Not repudiate, no. Not if heritage is defined as doctrines and practices to which one is committed confessionally. Admittedly, there’s a lot of wiggle room there.
In other words, I think that “Roman” Catholicism has been scarred by schism, and needs healing. Certain doctrines and practices need to be renewed and placed in better relationship with the original sources. (See Raniero Cantalamessa’s Lenten sermons on justification by faith for one example of how to do this.) But with Protestantism there comes a point where that’s not enough, because the sources have been truncated in the first place.
If you are committed to reading Augustine through the lens of Luther, then there comes a point at which you will not hear Augustine (or indeed Paul) properly. If you aren’t committed to doing so (and you shouldn’t be–no one should be committed to something that narrow), then you have to be willing to say “Luther was wrong” if necessary. Wrong, I mean, in basic doctrinal claims, not just in the many crazy off-the-cuff things he said, which no one would defend.

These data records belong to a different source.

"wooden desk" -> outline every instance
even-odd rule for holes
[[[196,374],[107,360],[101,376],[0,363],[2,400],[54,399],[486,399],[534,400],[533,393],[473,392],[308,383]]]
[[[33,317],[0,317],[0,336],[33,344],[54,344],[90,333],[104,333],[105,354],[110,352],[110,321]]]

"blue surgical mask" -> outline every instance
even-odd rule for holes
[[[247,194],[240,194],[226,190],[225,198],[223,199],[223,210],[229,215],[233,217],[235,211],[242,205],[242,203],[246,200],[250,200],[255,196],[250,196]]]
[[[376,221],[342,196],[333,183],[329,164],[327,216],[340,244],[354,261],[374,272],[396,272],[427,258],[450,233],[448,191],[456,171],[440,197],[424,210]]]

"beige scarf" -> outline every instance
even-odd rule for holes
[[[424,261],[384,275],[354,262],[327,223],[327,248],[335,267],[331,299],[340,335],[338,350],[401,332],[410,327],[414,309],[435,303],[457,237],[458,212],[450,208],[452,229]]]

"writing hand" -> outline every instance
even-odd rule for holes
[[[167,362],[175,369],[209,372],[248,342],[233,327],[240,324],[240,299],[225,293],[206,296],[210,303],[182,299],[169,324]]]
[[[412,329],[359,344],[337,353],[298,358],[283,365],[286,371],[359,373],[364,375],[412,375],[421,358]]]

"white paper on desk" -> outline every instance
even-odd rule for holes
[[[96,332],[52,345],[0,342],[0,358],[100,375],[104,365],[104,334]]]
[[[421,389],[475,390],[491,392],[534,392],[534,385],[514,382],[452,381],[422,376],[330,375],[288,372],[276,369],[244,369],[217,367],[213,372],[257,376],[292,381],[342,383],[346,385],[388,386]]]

A case can be made that the same is true for reading Paul through Augustine. I have struggled with this issue in trying to decide between Catholicism and Orthodoxy. But it’s not as clear to me either that the distortion is as great or that the Catholic Church is committed to Augustine’s version of Paul in the same way that confessional Protestants are committed to Luther’s version of Augustinianism. The fact that Rome has no problem accepting the Eastern version of Paul as orthodox points to this. Confessional Protestants simply can’t do this. (See the debate in the ACNA over the Filioque–the Reformed wing of the ACNA, who do in fact see the Articles as confessional, not being wise enough to listen to GKC on this one, resisted dropping the Filioque in part because they thought the Orthodox were wrong on soteriology.)